Installing anti-virus & firewall software are basic computer security measures, like closing the windows & locking your doors. Neither are foolproof, but both are simply a matter of training the user. Unfortunately, its been my experience that installing anti-virus & firewall software tends to be a much more painful process.
And of course - downloading updates would be analogous to putting fuel in the car: it is basic maintenance that needs to be done relatively frequently.
unfortunately, this would be illegal. however, that won't stop anyone; what's stopping people from doing this is that to someone who could do it it's a waste of resources. if you have all those machines out there you can get your hands on, why not use them for your own nefarious purposes, since the people who own them neither have the common sense nor the ability to control their own machines.
We have a bot network problem like everyone else... these things riding in on the coat-tails of the M$ft vulnerabilities has given us the 'ol one-two punch.
We estimate anywhere between 400 and 1500 of the ~10,000 on campus (student resedential) machines have some sort of back door installed.
We have blocked any incoming traffic to any dorm machine (regrefully) so they can't be controlled from outside because we mostly are tired of getting blacklisted for DoSing people or for spamming.
The saving grace has been TippingPoint, a network traffic analysis tool that sits behind the backbone routers and adds a latency-free checkpoint dropping traffic related to the M$ft security exploits. And when they get Blaster, Bagle, Nachi, etc etc etc they get automatically disabled by the routers and we (IT Services Support on campus) either fix their issues for them or they have to fix them themselves. When fixed they are automatically re-enabled.
I haven't posted in so long, my sig is out of date.
So how long before companies/gov't are taken "hostage" by rented DOS machines?
That kind of thing already happens.

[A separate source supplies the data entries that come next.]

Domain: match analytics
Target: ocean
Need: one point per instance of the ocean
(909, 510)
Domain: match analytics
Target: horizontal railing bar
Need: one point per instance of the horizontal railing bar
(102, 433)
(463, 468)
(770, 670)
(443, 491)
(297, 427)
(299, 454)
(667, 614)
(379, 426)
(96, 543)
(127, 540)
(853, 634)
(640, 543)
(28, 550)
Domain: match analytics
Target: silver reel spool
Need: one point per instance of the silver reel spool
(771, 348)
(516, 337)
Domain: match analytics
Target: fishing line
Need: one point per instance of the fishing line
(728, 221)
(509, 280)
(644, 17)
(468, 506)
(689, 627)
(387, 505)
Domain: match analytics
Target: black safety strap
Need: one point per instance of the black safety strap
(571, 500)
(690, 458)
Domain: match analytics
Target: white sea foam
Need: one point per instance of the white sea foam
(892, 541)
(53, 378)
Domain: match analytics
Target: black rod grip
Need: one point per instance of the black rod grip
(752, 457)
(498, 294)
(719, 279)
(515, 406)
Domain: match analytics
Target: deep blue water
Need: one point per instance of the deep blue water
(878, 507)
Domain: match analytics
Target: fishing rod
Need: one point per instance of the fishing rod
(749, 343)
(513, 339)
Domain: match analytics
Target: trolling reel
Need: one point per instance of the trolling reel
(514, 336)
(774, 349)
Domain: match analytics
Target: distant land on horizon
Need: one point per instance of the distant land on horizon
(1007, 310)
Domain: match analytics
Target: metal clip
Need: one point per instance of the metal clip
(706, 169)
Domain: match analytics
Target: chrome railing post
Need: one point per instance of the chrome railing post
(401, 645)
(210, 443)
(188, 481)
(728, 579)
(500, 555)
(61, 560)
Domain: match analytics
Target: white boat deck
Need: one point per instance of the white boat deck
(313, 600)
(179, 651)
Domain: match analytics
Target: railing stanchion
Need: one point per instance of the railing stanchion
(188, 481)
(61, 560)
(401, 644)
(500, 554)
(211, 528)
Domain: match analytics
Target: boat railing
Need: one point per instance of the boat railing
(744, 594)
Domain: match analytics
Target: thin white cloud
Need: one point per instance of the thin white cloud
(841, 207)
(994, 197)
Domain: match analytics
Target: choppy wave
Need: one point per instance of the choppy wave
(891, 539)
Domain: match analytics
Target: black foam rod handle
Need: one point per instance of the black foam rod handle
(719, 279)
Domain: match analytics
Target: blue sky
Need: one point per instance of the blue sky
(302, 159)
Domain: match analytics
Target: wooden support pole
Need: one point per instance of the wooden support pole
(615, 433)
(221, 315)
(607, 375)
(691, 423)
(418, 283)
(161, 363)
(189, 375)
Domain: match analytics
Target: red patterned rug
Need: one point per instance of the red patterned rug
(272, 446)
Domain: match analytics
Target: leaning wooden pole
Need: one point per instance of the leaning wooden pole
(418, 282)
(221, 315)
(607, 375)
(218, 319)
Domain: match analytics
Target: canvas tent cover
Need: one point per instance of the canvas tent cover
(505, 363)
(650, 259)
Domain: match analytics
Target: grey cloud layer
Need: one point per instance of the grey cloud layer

A friend of mine does administration for a couple small and medium size ecommerce sites. The calling card is typically a 30 minute DDoS attack followed by an email and/or phone call saying "we can make this problem go away if you pay us".
If you don't pay them they DDoS you a few more times. If you pay them, they DDoS you a few more times and demand more money. Only option is to go to the Feds with it and hope they use attacks your upstream provider can help filter.
Freedom is merely privilege extended unless enjoyed by one and all.